Cast collections

The Great War effectively marked the end of classical civilisation as the supreme arbiter of taste. Classical archaeologists had become disenchanted with the Most Beautiful Statues and artists had turned to other sources of inspiration. Fine art and classical archaeology began to diverge.

As a result cast collections suffered. Those that had not been damaged or destroyed during the wars, were relocated, starved of funds, or dispersed.

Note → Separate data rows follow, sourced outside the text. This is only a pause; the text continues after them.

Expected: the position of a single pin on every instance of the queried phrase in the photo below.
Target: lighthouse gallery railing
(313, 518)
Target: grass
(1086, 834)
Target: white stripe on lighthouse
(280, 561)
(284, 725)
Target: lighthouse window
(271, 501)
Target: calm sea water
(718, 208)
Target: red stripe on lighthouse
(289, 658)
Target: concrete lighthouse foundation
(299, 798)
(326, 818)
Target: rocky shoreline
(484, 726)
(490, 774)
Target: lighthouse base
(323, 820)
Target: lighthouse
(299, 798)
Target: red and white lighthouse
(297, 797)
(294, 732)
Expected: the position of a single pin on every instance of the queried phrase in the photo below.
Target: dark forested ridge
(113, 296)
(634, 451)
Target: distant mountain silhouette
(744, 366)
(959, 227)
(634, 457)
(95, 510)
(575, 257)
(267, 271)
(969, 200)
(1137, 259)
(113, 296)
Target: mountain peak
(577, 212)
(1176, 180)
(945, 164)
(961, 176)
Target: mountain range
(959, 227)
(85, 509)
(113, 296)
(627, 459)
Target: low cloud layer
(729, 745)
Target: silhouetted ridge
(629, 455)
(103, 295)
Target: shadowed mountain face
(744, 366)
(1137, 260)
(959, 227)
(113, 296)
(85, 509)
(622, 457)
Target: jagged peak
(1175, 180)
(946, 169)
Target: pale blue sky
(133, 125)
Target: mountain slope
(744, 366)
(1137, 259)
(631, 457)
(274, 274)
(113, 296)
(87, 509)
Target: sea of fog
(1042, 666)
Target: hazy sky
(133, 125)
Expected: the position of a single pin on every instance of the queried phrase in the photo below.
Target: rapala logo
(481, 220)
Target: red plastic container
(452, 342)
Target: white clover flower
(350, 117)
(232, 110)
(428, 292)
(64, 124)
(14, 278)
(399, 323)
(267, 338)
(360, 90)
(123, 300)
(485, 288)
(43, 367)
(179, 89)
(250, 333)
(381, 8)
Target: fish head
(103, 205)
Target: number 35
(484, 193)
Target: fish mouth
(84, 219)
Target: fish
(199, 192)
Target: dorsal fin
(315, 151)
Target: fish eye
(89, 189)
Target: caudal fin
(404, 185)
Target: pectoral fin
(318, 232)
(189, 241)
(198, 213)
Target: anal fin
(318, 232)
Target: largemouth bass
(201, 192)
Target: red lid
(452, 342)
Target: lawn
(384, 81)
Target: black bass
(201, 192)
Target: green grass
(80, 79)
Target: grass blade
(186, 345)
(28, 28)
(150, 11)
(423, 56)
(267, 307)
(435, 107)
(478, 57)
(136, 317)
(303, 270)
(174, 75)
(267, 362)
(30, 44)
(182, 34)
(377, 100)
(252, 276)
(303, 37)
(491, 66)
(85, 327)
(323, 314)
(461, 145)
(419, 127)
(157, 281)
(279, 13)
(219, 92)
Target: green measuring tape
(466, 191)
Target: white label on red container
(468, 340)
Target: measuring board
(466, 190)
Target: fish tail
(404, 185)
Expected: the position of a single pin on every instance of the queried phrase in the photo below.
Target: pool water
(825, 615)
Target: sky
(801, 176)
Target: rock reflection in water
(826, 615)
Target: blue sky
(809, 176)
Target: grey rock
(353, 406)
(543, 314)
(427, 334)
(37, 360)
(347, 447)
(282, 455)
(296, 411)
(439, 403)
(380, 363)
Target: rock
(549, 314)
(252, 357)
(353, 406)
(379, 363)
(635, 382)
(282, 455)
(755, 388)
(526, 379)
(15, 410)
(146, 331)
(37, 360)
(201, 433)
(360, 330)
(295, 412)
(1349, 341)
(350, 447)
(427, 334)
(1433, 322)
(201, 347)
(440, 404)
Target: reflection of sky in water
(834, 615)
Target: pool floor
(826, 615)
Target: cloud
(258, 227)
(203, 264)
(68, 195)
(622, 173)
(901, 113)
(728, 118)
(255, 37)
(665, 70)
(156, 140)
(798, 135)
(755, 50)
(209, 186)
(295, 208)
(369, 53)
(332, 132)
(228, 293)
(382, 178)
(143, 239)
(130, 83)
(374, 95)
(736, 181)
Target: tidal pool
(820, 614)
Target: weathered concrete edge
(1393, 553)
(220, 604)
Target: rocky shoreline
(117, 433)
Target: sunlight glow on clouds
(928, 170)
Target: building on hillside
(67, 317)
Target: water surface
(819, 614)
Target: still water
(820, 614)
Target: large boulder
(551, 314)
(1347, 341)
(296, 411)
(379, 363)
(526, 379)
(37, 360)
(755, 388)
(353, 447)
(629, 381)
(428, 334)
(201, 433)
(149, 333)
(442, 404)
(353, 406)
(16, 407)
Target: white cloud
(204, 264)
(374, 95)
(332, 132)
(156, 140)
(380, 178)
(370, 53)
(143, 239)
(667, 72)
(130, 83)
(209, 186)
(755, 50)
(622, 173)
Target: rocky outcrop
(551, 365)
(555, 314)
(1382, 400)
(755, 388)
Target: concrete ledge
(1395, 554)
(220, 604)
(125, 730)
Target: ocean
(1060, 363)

The 21st century sees classical antiquity as one of many ancient cultures; knowledge, and appreciation, of Greek and Latin texts has declined; priorities have changed. Some factors, however, could favour development of cast collections. Since source countries are now protective of their cultural property and export of archaeological objects is restricted, moulding on site has a decided advantage. Traditional methods can damage the surface, but new forms can be completely harmless.

Oxford

The collection of casts in the Ashmolean Museum is not as large as in Versailles, Basle, Berlin or Dresden, but it has had the good fortune to be on permanent display, to have been maintained well, and to have been catalogued by a number of scholars over the years. The oldest casts in the university date from the 1750s, but most were acquired between 1887 and 1914, and between 1925 and 1930.

Photo of Ashmolean
  • Ashmolean Museum c. 1993
Photo of Ashmolean Great Staircase
  • Ashmolean Great Staircase

From the opening of Cockerell's neoclassical galleries in 1845 plaster casts were used in the architectural decoration of the interior and they were displayed as exhibits in the centre of the museum. The Great Stairs were decorated with casts of the frieze from the Temple of Apollo at Bassae on the walls. A bronze copy of the Praying Boy, known since 1503, has been set in the central niche.

The Cast Gallery

Photo of exterior of Cast Gallery
  • Exterior of the Cast Gallery c. 1980s

A century later, in 1956, the casts were removed to a purpose-built gallery behind the museum. Although they were displayed quite well, they were hidden and visitors were few. The Ruskin School of Drawing, which John Ruskin himself had founded in the museum in the 1860s, also moved in the 1980s, and artists drew from the casts less often.